What about IP, for companies designing their own parts? Last November we shared CEVA’s new CEVA-XC5 and CEVA-XC8 DSP cores. Now, CEVA is introducing Dragonfly, a reference platform adding software support for multiple standards including LTE Cat 1, Cat 0, and Cat M, plus Wi-Fi 802.11n/ah, ZigBee, LoRa, SIGFOX, Ingenu, NB-IoT, GNSS, and LTE-OTDOA (more on that in a moment). Dragonfly also supports wired PLC (power line communication) interfaces which often show up as requirement in many regions. CEVA says this is the first LTE Cat 0 IP platform, and the first multi-mode M2M platform combining these capabilities. There are actually two versions of Dragonfly, one with voice enabled LTE Cat 1 support, and the other targeting the Cat 0 and Cat M (expected to need a software upgrade when the specification is ratified) applications.

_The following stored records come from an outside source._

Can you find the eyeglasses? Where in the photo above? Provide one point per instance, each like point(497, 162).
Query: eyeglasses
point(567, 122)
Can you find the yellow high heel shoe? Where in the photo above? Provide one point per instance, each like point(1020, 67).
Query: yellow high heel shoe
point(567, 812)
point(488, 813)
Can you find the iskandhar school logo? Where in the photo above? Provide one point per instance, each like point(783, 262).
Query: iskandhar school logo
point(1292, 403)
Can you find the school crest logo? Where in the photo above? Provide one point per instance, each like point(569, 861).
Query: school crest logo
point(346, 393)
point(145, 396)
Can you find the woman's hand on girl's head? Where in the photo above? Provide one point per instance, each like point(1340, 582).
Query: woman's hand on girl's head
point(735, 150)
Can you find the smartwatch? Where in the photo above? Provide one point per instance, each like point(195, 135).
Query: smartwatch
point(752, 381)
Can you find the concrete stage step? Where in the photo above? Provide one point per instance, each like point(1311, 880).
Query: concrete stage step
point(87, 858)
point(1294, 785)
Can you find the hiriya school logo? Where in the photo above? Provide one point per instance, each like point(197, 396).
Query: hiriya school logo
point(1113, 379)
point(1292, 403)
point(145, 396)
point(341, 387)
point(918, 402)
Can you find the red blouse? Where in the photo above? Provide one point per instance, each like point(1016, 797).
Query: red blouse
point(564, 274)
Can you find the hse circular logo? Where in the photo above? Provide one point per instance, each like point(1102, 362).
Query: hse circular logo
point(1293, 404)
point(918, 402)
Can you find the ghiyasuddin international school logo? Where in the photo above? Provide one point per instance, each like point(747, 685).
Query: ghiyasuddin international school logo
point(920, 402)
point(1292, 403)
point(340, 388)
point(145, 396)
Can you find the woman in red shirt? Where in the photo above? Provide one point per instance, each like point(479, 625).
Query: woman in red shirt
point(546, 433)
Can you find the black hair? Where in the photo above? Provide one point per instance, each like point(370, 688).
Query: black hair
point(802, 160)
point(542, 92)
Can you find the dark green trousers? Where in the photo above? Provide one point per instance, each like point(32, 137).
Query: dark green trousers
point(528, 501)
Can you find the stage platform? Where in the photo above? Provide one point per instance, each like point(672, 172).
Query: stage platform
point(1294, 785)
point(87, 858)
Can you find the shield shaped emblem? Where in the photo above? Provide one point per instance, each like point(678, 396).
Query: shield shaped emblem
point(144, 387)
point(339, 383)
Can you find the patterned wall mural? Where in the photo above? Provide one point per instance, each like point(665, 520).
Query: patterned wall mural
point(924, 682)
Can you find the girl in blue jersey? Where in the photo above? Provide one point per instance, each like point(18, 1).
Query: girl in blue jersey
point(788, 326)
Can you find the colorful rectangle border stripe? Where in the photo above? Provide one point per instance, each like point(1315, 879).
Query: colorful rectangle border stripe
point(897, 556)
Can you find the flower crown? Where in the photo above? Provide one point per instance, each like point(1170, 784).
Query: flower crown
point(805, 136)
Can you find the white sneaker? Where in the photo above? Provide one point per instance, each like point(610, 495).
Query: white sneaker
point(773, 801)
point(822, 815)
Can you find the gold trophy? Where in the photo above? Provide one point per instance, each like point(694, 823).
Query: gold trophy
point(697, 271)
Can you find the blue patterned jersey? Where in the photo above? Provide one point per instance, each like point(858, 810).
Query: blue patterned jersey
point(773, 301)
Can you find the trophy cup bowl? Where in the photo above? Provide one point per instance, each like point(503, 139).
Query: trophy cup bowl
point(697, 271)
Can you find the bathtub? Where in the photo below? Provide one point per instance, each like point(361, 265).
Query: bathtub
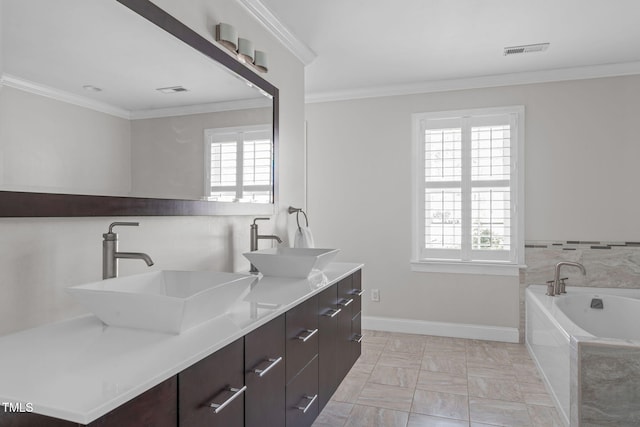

One of the big pluses of Dragonfly is concurrency. Requirements may call for running LTE Cat 0, Wi-Fi 802.11n, and a PLC interface simultaneously. That capability is a function of both the power of the underlying low-power DSP and the software stack. It also points to a potential issue for chipset developers: regional or carrier differences. The advantages of a DSP-based soft implementation may prove very advantageous in this age where standards adoption and carrier support is in flux.
LTE-OTDOA stands for observed time difference of arrival, a new approach for indoor and urban canyon positioning – use cases that give GNSS fits. By grabbing three timing measurements from dispersed eNodeBs with “good” geometry (for example, the user is not very close to any of the towers), hyperbolae of the time difference can be plotted and intersected. (One guess who is behind this standard.) Combine that idea with a drone use case, and you get the demonstration CEVA is about to run at MWC 2016 on an emulated LTE Cat 0 network:
Being able to provide both a data uplink and downlink plus dual-mode positioning for a drone could help with the autonomous package delivery scenario.
The point here is CEVA has combined low-power DSP IP with software for these emerging M2M and IoT specifications to jumpstart development and protect designs if specifications and adoption are a bit tenuous in the early going. More in the CEVA Dragonfly press release.
I’ll say this again: it is starting to look as though LTE Cat M and NB-IoT could drive all the other IoT WAN standards into a niche, just like what high data rate LTE did to WiMAX. Spectrum availability and data plan pricing have to cooperate for this to happen. And, there is that question some well-intended reader asked me the other day: “What does 5G have to do with the IoT?” When these low data rate LTE categories solidify, the 5G specification will embrace them, and things will get a lot clearer down the road for M2M and IoT applications.